Freed Iraq shoe-thrower claims "tortured" in custody
The released Iraqi reporter who threw his shoes at former U.S. President George W. Bush said Tuesday he was tortured during the first days of being in custody, Xinhua reported.
"I have been tortured by electric shocks, beatings and whipped by cords," Muntadhar al-Zaidi, who was freed earlier in the day after nine months of imprisonment, told in the news conference at the TV station where he works in Baghdad's northern neighborhood of Waziryah.
"In the morning, I was left in the cold weather after they splashed me with water," he said, adding that he will reveal later the names of some senior officials in the Iraqi government and the army.
Zaidi, wearing a sash in the color of Iraqi flag around his shoulders, said that the abuse was under way at the time Prime Minister Nuri al-Maliki was on television telling Iraqis that "he couldn't sleep until being reassured on my fate."
The 30-year-old reporter of the Cairo-base Iraqi channel of al- Baghdadiyah also said that he has fears now for his life safety.
He believed that the "U.S. intelligence service would spare no efforts to chase me as an insurgent revolutionary who opposes the occupation (of Iraq), in an attempt to kill me."
Zaidi hurled his shoes at Bush during a joint press conference with Maliki on Dec. 14, when Bush was on a farewell visit to Iraq.
"Here I am free, but my country is still captive.
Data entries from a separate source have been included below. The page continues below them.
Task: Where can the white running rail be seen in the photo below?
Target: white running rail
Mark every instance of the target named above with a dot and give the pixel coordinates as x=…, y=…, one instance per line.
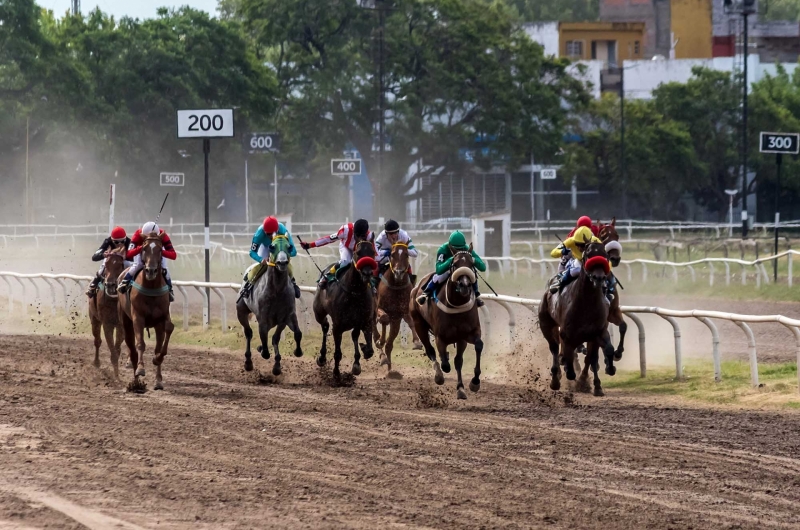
x=672, y=316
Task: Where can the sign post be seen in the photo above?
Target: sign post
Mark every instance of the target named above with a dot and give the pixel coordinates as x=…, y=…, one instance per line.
x=780, y=144
x=206, y=124
x=260, y=143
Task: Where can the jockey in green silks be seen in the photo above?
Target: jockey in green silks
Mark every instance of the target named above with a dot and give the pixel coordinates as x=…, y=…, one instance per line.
x=259, y=251
x=444, y=260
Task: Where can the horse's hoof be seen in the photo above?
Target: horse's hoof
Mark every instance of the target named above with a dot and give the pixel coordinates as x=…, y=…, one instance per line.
x=438, y=376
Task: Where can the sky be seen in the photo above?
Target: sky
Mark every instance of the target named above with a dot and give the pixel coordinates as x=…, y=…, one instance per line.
x=132, y=8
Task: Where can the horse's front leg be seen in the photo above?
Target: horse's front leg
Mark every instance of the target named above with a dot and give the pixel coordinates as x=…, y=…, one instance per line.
x=459, y=362
x=276, y=338
x=357, y=358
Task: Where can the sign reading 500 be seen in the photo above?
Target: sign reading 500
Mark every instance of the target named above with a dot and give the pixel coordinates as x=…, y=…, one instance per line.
x=210, y=123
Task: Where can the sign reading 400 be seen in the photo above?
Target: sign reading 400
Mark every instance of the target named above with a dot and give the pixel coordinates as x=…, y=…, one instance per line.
x=210, y=123
x=346, y=166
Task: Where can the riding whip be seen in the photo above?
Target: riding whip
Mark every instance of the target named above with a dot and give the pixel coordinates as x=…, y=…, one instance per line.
x=162, y=208
x=309, y=254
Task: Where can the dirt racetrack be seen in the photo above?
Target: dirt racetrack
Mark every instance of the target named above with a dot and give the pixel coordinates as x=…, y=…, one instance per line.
x=219, y=449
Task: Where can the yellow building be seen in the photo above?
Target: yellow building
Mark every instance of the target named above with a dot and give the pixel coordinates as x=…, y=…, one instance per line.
x=605, y=41
x=691, y=27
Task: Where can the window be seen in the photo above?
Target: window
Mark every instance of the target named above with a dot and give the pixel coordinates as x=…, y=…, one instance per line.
x=575, y=49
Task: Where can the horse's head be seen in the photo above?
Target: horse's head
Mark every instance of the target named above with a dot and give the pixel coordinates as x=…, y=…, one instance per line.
x=115, y=264
x=151, y=256
x=463, y=271
x=399, y=261
x=595, y=263
x=279, y=252
x=364, y=258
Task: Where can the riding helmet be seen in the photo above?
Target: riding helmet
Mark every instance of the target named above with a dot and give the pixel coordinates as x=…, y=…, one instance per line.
x=118, y=233
x=270, y=225
x=361, y=227
x=457, y=240
x=391, y=226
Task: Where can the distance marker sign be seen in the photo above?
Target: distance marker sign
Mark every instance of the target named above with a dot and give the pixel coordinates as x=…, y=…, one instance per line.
x=209, y=123
x=784, y=143
x=345, y=166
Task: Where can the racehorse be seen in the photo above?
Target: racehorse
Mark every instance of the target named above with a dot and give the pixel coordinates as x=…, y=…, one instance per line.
x=608, y=233
x=272, y=301
x=579, y=314
x=103, y=309
x=146, y=305
x=453, y=319
x=349, y=301
x=394, y=294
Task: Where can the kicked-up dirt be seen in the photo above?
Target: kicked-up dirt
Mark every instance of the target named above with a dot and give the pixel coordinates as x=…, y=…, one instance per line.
x=220, y=448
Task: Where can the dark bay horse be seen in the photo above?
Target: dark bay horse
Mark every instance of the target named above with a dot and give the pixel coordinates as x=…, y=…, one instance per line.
x=103, y=309
x=453, y=319
x=146, y=305
x=394, y=294
x=577, y=315
x=272, y=301
x=349, y=301
x=608, y=233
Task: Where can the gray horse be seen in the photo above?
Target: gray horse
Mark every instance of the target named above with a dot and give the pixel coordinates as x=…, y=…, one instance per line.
x=272, y=301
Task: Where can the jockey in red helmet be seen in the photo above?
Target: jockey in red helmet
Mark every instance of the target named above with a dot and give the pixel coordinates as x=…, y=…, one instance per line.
x=117, y=239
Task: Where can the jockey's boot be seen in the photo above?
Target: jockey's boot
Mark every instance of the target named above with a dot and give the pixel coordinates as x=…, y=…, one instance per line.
x=169, y=284
x=125, y=283
x=91, y=292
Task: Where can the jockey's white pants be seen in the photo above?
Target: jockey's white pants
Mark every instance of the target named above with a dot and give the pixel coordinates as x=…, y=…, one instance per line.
x=138, y=265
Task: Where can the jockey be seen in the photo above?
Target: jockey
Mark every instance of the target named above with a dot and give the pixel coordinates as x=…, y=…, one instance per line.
x=444, y=259
x=575, y=246
x=134, y=253
x=392, y=234
x=117, y=239
x=259, y=251
x=347, y=236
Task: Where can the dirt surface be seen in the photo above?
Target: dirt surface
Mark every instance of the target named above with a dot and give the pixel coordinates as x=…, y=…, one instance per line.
x=221, y=449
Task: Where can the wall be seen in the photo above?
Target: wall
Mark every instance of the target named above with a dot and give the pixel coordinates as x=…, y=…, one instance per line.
x=690, y=23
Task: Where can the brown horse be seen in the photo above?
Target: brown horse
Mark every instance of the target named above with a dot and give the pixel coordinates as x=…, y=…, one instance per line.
x=453, y=319
x=579, y=314
x=103, y=309
x=608, y=233
x=351, y=305
x=394, y=294
x=146, y=305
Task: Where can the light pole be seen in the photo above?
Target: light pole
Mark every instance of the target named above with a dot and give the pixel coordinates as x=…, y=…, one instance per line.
x=731, y=193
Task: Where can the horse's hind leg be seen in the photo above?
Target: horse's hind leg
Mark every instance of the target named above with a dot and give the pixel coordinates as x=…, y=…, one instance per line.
x=459, y=362
x=298, y=335
x=276, y=338
x=357, y=359
x=243, y=315
x=475, y=383
x=96, y=324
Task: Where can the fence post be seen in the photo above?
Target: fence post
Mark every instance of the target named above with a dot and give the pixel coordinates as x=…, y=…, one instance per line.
x=751, y=351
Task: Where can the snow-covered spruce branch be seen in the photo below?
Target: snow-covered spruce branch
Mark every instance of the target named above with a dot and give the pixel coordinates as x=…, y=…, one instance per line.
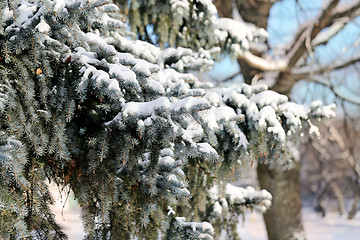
x=338, y=93
x=233, y=195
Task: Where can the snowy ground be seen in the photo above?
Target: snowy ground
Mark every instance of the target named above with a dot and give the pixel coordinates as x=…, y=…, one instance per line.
x=333, y=227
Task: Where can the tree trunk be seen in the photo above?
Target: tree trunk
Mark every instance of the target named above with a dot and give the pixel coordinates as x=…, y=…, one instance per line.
x=283, y=220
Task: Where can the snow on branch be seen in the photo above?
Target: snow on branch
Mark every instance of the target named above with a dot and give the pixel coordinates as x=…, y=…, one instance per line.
x=233, y=195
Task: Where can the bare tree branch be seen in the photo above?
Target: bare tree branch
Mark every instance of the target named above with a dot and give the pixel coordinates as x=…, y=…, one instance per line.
x=308, y=32
x=306, y=72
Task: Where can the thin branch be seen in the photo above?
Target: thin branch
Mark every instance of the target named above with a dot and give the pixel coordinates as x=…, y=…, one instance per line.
x=263, y=64
x=305, y=72
x=337, y=92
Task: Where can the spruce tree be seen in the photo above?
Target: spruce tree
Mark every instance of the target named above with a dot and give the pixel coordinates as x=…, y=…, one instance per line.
x=144, y=145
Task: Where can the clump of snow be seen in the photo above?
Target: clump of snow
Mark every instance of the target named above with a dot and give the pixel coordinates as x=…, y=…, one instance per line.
x=43, y=27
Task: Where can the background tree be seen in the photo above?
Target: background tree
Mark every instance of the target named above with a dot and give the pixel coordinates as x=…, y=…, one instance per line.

I am not a hero, but I am a man of opinion and attitude, who was shocked by the killing of Iraqis," Zaidi said when explained the motive of his act.
Initially, Zaidi was sentenced to three years in prison. The court reduced the term to one year because Zaidi had no criminal history. Later, Zaidi got a cut of 25 percent of his sentence due to his good behavior in line with the Iraqi law.